Eine Ruhestätte erzählt Stadtgeschichte

Seit 1804 finden Bestattungen nicht mehr rund um Sankt Lambertus, sondern an Goethestraße statt. Kunstvolle Grabmale erzählen eine lange Geschichte. Sie stehen unter Denkmalschutz.

Eine Ruhestätte erzählt Stadtgeschichte
Foto: Dietrich Janicki

Mettmann. Also das geht gar nicht. Die Trauergemeinde in Feierlaune, ständig Prügeleien und all das auch noch an heiligen Sonntagen: Irgendwann ist auch mal Schluss mit lustig! Das Herzogtum Berg fackelte jedenfalls nicht lange und verbot vor mehr als 200 Jahren die Begräbnisse rings um St. Lambertus. Aber wie muss man sich das denn nun genau vorstellen?

Die buckelige Verwandtschaft schleicht also hinter der Schubkarre her, um den Verschiedenen zur letzten Ruhe auf den Marktplatz zu geleiten. Noch während der Pfarrer salbungsvolle Worte deklamiert, knallen in den hinteren Reihen schon die Sektkorken. Obwohl, Sekt wird’s wohl kaum gewesen sein, der die Herrschaften im Schatten des Gotteshauses in ein prügelndes Gesindel verwandelt hat.

Warum auch immer, dem Herzog wurde es jedenfalls zu bunt. Beerdigungen fanden fortan auf dem Gelände von Gut Groß-Born (Teil des heutigen Friedhofes an der Goethestraße) statt. Der Umzug hatte aber auch hygienische Gründe. Denn man wollte keine Begräbnisstätten mehr innerhalb in der Wohngebiete.

Nach der Verlegung ließ der erste Ärger jedoch nicht allzu lange auf sich warten. In einem gemeinsamen Beschwerdebrief erklärten die reformierte und die lutherische Gemeinde: „Der katholische Pfarrer hat gestern, als der Friedhof ohne unser Zuthun und ohne unser Wissen eingeweiht wurde, durch den anwesenden Geistlichen öffentlich erklären lassen, dies sei der heilige katholische Kirchhof“, schreibt Heimatautor Ludwig Rasche in der Medamana.

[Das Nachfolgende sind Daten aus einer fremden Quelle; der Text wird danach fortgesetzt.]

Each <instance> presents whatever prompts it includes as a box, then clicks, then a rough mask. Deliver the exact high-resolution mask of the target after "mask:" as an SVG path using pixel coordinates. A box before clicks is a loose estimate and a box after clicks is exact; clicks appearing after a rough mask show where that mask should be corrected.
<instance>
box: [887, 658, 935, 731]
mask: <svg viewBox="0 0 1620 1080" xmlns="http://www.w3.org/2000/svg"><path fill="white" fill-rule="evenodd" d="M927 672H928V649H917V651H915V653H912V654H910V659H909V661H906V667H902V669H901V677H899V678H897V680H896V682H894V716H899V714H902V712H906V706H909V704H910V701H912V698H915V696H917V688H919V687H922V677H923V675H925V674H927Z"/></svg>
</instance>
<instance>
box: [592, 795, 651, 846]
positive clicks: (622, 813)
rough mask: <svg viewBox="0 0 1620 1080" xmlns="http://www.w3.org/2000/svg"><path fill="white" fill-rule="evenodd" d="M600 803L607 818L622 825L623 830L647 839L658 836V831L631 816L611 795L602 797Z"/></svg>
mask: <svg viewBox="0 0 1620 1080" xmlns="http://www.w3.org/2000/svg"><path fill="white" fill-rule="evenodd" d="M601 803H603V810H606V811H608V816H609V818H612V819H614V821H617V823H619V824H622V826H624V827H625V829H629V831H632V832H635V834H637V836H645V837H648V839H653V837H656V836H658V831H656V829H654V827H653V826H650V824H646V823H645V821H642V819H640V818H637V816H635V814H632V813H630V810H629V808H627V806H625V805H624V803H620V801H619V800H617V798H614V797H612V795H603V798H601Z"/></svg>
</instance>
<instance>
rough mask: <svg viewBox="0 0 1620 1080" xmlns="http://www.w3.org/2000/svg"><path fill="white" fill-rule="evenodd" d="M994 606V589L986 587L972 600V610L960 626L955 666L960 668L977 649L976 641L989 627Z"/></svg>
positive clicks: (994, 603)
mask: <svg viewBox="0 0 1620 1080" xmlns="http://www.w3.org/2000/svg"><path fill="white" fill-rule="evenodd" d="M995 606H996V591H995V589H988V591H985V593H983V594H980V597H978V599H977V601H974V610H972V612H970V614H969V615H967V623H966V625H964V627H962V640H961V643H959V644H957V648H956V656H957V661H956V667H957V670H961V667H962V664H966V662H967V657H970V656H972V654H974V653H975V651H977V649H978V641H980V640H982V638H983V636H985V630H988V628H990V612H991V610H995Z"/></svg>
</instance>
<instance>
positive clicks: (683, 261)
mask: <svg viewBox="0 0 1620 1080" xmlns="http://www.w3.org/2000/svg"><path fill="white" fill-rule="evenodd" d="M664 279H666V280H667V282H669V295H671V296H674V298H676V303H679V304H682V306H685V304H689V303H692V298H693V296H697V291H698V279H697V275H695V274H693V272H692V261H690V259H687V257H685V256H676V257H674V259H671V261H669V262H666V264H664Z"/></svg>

Und dann wurde es auch noch zu eng auf dem neuen Gottesacker, weil die Leichen wegen der Eigentümlichkeit des Bodens nur langsam verwesten. Diese Schieberei mit den Schubkarren war offenbar auch lästig geworden und bald schon wurden die Toten auf dem Leichenwagen zum Grab gezogen. Zwei Jahrzehnte später wurde der Friedhof entwässert, da das Grundwasser in die Gruften eintrat und die Leichensärge nicht in trockenen Boden eingesenkt werden konnten.

Zu den Gerätschaften des „städtischen Kirchhofes“ zählten damals drei Totenbahren, fünf Leichentücher, zwei Hacken und drei Schaufeln. Der Totengräber erhielt seinen Lohn aus der Vergütung für die Beisetzungen und aus „dem Genuße des gesamten Graswuchses auf dem Kirchhof“. Je korpulenter die Leiche, desto höher der Lohn. Schließlich musste dafür tiefer und breiter gegraben werden. Die 15 Silbergroschen für eine „Armenleiche“ zahlte übrigens die Stadtkasse.

Noch vor dem Ersten Weltkrieg plante die Stadt die Erweiterung des Friedhofsgeländes in Richtung Goethestraße. Nachdem auch das zu Gründungszeiten gebaute „Bahrenhäuschen“ längst ausgedient hatte, folgte in den 1950er Jahren der Bau einer neuen Friedhofskapelle. Neben den räumlichen Gegebenheiten veränderte sich auch der Gerätebestand.

1956 wurde die erste Bodenfräse angeschafft, ein Jahr später der erste Flachtransportwagen für Kränze und nach einem weiteren Jahr die erste Elektro-Heckenschere. Übrigens: Den Leichenschmaus gibt’s längst woanders.